There was only one figure that mattered for the markets in today’s employment report and that was the unemployment rate. Yes, the actual headline figures matter and we all care about how many jobs are really being added, but the stock market isn’t concerned with whether we add 150K or 200K jobs so long as it’s decent growth in jobs. What the market is really concerned about at this juncture is the unemployment rate and when the Fed will begin to tighten policy. And as they’ve stated in the past, the number to look out for is 7%.*
Today’s report showed a rate of 7.6%. So, I still think we have a long way to go before any real tightening begins. As I said previously, that looks like 2014 at the earliest:
“So when will the unemployment rate hit 6.5%? As I mentioned earlier this year, we’re seeing clear signs of improvement in the labor markets. I predicted a 7% unemployment rate by the end of this year and so far that looks to be pretty much right on.

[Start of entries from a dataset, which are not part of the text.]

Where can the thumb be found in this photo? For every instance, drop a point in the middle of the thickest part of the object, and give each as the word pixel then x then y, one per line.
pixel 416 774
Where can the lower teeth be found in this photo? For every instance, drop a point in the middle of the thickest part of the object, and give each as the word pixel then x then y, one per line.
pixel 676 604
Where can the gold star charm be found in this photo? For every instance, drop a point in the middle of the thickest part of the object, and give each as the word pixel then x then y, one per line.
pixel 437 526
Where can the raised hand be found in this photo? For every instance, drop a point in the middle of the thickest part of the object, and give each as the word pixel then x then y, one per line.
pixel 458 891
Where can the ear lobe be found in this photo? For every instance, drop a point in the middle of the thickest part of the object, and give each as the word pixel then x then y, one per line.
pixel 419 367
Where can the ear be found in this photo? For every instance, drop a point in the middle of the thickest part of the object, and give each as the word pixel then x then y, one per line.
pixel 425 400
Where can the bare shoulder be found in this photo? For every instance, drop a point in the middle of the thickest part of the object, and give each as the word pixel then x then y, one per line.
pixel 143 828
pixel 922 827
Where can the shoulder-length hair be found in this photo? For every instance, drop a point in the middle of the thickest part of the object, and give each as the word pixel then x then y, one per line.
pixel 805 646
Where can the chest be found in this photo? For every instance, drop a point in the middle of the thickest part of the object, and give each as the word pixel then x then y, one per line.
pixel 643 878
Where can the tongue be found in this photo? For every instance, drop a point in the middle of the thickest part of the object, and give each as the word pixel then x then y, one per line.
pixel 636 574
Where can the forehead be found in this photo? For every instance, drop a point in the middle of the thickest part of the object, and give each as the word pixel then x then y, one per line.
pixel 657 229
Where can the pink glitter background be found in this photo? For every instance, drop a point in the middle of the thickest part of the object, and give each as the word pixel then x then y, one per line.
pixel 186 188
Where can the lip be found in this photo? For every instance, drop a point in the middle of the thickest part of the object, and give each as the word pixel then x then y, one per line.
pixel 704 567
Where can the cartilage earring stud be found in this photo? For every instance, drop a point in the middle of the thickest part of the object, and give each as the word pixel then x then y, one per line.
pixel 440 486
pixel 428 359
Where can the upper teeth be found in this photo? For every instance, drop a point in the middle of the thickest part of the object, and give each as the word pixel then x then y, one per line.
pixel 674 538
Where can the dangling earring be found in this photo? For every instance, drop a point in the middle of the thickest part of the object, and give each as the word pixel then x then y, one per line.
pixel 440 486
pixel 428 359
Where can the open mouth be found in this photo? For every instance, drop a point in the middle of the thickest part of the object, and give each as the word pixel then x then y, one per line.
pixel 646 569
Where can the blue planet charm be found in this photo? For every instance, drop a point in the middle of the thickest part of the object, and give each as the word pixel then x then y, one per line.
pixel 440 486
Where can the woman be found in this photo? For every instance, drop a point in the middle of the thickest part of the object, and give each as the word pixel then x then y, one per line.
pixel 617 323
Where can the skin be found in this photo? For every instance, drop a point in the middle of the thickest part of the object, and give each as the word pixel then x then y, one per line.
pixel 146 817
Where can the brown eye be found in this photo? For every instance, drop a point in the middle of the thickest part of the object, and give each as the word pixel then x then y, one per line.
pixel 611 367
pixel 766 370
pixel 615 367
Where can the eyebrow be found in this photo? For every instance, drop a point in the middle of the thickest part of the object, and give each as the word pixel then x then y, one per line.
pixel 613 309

Looking ahead, we know a few things. The two big drivers of the unemployment rate have been the participation rate and the job gains. Recent trends have shown a modest decline in the participation rate as well as fairly healthy gains in jobs. Payrolls have averaged about 150K per month since 2010 and the participation rate has declined about 1/2 point per year.
If we just assume these trends continue and the participation rate declines by about 1/2 point per year and jobs continue to grow at the 150K pace they have since 2010 then we’ll see a 7% unemployment rate as soon as Q4 of this year and a 6.5% unemployment rate late summer of 2014. Of course, if the economy weakens then those are optimistic estimates. Either way, the Fed isn’t easing any time soon.”
* edit – the unrate target was recently changed from 6.5% to 7%.